Jacob Celemenski

Title: Elegy for my people
Author: Jacob Celemenski
Publisher: Self Published
Place of publication: Victoria
Year of Publication: 2000
Location of Book: Sir Louis Matheson Library, Monash University Clayton Campus
Cities/town/camps: Poland: Czenstochowa, Gombin, Krakow, Lublin, Lwow, Miendzyrec, Olkusz, Piotrkow, Radom, Tarnow, Tomaszow, Warsaw, Auschwitz, Mauthausen, Schomberg
Note: those cities/towns/camps underlined are those which are most central to the narrative

Celemenski’s Elegy For My People was published in Yiddish in 1963, but was only made available in English translation in 2000. Whilst documenting his life in Poland during the war years, Celemenski’s text is also a testimony to the underground operations of the socialist workers’ party, the Jewish Labour Bund, for whom he worked as a courier, and later as a Central Committee delegate. Celemenski, born in Warsaw in 1904, was a constant supporter of the party in his childhood and throughout his adult life. During the years of the Holocaust he provided a vital link between the Bund headquarters in Warsaw and members in the surrounding provinces as contact became increasingly difficult in the midst of the Nazi killing-machine.

Elegy For My People is 235 pages long, and is divided into two parts. The first 25 pages of Part I cover the early days of the war, Celemenski’s ‘discovery’ of his ability to pass as a Pole, and his first work as a courier for the Bund. 65 pages are devoted to Celemenski’s travels to various towns as a roving delegate for the Bund’s Central Committee. 24 pages are spent on his final return to the Warsaw Ghetto, and his period in hiding from the Germans. Part II begins with Celemenski’s relocation to the ‘Aryan’ side of Warsaw. 52 pages are spent describing his resistance activities there, as well as his experiences outside of the ghetto during the Warsaw Ghetto Uprising. The following 57 pages relate Celemenski’s experiences working with the Polish resistance – first with partisans in the forests, and then in Warsaw, where he partook in the Polish Uprising. Finally, 11 pages are devoted to Celemenski’s incarceration in Auschwitz and then Mauthausen as a Polish P.O.W., and liberation by the Americans.

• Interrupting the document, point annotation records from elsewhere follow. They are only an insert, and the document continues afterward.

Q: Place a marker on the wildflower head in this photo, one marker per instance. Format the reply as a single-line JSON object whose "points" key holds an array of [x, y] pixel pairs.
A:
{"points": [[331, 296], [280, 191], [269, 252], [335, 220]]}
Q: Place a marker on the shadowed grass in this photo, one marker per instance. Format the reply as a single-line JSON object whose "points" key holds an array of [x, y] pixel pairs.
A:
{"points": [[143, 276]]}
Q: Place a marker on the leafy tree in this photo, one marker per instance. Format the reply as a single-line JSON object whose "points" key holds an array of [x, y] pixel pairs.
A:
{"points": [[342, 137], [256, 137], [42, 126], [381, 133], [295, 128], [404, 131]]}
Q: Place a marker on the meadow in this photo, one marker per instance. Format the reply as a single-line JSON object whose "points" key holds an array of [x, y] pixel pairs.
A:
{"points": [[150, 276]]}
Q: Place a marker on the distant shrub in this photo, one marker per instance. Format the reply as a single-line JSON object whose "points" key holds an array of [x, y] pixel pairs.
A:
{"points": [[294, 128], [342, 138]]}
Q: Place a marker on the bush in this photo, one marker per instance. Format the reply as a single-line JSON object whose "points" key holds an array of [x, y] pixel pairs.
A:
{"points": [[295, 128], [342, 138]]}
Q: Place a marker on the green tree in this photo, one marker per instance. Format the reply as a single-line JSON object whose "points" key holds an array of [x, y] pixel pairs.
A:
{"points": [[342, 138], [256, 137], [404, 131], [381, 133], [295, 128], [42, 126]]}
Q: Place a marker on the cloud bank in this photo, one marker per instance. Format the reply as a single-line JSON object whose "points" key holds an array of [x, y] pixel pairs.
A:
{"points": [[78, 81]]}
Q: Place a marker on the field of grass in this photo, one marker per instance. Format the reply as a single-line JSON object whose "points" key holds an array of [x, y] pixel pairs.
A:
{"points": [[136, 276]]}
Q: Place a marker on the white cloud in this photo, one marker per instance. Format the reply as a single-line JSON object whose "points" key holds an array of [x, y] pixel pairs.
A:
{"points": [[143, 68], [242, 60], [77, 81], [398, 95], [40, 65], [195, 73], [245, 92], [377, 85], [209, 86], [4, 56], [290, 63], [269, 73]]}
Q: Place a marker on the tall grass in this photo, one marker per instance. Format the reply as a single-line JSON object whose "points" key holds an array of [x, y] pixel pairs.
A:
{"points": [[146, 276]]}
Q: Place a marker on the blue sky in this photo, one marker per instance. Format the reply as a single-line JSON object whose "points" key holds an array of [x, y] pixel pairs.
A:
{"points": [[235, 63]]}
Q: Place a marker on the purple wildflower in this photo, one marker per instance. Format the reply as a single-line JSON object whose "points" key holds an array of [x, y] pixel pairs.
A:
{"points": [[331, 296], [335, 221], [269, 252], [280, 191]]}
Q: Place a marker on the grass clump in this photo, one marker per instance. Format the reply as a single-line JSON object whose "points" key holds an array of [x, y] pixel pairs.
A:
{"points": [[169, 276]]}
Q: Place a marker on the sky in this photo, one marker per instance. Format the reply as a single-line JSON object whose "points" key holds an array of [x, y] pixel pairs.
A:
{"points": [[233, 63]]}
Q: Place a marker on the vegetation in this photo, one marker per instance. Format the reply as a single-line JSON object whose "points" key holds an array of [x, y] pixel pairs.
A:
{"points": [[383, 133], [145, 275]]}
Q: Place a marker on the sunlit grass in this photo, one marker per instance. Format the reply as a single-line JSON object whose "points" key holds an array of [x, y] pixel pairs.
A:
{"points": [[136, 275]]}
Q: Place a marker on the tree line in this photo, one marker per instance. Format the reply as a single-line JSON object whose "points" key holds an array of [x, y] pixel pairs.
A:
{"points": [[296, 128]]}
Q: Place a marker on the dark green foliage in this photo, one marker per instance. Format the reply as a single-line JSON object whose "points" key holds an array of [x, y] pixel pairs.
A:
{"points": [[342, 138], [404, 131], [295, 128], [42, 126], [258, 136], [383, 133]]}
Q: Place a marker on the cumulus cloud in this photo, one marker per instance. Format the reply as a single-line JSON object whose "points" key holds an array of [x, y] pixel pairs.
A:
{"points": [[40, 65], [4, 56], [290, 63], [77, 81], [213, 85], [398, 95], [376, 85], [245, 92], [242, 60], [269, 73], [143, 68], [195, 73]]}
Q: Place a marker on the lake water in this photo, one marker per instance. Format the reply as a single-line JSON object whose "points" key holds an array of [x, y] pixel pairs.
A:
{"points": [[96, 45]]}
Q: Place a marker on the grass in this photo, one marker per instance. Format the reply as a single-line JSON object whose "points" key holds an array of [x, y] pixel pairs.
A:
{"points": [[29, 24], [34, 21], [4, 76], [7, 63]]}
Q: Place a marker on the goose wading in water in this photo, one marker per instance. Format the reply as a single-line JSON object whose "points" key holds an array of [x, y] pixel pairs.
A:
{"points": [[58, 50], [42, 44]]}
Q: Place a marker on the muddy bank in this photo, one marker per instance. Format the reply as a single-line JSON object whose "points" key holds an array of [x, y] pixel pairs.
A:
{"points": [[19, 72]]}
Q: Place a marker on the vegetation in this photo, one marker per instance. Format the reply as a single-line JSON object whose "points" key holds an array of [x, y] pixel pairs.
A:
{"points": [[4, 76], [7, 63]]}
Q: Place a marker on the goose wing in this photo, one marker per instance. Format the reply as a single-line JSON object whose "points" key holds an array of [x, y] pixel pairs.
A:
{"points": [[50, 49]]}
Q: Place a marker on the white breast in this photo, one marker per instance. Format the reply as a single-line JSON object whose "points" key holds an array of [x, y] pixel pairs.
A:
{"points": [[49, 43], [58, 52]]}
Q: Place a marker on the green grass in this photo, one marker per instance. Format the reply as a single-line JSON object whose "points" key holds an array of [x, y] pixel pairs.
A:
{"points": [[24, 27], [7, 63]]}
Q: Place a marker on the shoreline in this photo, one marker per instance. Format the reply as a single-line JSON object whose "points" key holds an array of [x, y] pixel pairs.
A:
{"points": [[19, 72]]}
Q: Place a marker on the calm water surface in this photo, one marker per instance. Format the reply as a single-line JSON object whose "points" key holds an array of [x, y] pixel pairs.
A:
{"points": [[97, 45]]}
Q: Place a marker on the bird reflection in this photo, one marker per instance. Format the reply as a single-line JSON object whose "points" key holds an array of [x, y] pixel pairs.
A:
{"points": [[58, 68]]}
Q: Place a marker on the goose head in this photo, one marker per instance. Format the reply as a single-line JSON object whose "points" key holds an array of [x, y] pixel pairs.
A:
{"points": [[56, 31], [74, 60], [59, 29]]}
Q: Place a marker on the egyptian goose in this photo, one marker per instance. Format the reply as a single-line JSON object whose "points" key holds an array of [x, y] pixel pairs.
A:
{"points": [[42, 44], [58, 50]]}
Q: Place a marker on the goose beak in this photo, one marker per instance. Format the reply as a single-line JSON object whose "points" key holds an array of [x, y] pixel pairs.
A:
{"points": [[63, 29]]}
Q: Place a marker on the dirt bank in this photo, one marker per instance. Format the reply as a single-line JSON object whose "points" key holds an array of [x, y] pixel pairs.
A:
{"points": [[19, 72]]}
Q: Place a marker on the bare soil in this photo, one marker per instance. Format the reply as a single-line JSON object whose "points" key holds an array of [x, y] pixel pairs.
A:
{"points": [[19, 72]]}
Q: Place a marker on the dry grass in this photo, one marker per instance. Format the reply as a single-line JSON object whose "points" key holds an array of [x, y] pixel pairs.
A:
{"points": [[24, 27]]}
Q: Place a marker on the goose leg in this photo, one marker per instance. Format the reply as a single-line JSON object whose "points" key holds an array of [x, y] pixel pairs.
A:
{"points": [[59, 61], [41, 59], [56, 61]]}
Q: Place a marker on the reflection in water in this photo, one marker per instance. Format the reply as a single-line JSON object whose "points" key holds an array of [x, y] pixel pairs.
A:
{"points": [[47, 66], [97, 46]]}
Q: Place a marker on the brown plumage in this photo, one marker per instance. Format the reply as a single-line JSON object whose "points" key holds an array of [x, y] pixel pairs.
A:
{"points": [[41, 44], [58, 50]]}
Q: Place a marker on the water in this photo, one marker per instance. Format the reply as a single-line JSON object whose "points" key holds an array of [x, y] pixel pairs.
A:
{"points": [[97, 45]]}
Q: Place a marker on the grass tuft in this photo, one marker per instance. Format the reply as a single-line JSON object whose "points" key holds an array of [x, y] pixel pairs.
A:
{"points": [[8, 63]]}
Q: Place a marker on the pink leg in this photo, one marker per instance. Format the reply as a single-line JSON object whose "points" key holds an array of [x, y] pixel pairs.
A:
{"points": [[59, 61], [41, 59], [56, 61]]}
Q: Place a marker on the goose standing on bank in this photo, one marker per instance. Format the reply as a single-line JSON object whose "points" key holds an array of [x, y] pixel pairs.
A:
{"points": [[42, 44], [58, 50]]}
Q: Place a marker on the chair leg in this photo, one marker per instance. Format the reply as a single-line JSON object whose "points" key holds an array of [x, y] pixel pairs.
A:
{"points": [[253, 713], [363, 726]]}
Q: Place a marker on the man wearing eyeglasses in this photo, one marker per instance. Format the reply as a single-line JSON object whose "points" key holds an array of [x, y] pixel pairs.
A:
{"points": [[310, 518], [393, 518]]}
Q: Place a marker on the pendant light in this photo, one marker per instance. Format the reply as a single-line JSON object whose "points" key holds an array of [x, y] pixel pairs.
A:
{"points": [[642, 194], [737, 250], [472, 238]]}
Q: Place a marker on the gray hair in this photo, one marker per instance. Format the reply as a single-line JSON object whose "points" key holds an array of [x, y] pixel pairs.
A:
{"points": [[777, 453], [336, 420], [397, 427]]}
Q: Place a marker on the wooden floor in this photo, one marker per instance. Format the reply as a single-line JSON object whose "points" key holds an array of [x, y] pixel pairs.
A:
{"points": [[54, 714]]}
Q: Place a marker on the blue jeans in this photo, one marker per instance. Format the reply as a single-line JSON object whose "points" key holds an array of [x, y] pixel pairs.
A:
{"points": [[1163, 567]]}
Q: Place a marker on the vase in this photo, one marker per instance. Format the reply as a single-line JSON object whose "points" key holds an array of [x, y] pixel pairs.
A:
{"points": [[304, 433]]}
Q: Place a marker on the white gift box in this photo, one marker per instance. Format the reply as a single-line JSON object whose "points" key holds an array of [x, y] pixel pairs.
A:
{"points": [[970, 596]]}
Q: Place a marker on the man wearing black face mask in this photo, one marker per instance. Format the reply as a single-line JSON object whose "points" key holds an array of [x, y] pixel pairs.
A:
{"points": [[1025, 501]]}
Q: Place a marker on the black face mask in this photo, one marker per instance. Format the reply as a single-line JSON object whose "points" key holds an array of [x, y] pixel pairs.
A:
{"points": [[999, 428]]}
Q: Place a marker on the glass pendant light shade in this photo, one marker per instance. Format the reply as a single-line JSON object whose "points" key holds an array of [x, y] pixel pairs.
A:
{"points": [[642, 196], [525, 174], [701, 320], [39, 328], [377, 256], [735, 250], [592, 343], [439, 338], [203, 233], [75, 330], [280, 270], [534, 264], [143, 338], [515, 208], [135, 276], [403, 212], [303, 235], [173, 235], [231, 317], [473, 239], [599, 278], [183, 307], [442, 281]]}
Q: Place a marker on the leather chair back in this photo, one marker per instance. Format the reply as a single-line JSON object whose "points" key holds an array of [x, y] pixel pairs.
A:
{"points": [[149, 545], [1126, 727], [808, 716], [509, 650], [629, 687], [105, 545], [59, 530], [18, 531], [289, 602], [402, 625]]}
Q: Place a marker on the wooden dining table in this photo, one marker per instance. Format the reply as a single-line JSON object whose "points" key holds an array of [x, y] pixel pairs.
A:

Celemenski begins by writing of the organisation of the Bund underground in 1940, and his initial experiences in its operations in Warsaw, Krakow and several other towns. He remembers many missions where he met with fellow comrades, providing them with money, bulletins, permits and forged documents to aid their travels and activities. It was Celemenski’s Aryan appearance that made his work during the war years possible; by posing as a Polish gentile, he was able to move around Poland with relative freedom. Celemenski’s first objective as a courier for the Bund was to arrange a conference of provincial Bund leaders that was to be held in Warsaw early 1941. After various initial setbacks, the meeting was postponed indefinitely following the disastrous first wave of deportations from Warsaw in July, 1942. The same deportations saw most of Celemenski’s family taken to the Treblinka gas chambers.

The second half of the book deals with the militant reaction to these deportations and the increasingly desperate lives of Polish Jewry. Celemenski gives a firsthand account of the 1943 Warsaw Ghetto Uprising from his perspective, outside of the ghetto walls. He took part in the organisation of the uprising, which saw many of his comrades lose their lives. Celemenski devotes much of the remainder of his book to telling the stories of these and other victorious and fallen comrades, honouring their memory, courage, sacrifices and constant devotion to their people and the Bund in the face of merciless torture and death.

While managing to evade capture for almost 5 years, the Polish Warsaw Uprising in September 1944 saw Celemenski arrested as a Polish prisoner of war and transported to Auschwitz and then onto the camps of Mauthausen and Schomberg. He lived under his Polish alias, until he escaped from a Dachau-bound death march and was liberated by the American army on May 1st 1945. Despite the eight months that Celemenski spent in the camps, he only devotes a few pages of the book to his time there, and most of that deals with his anguish at not being able to see his Jewish comrades and bring them news of the Bund. This is testimony to the spirit of a man who devoted years to ensuring the welfare of others, at constant risk to his own life.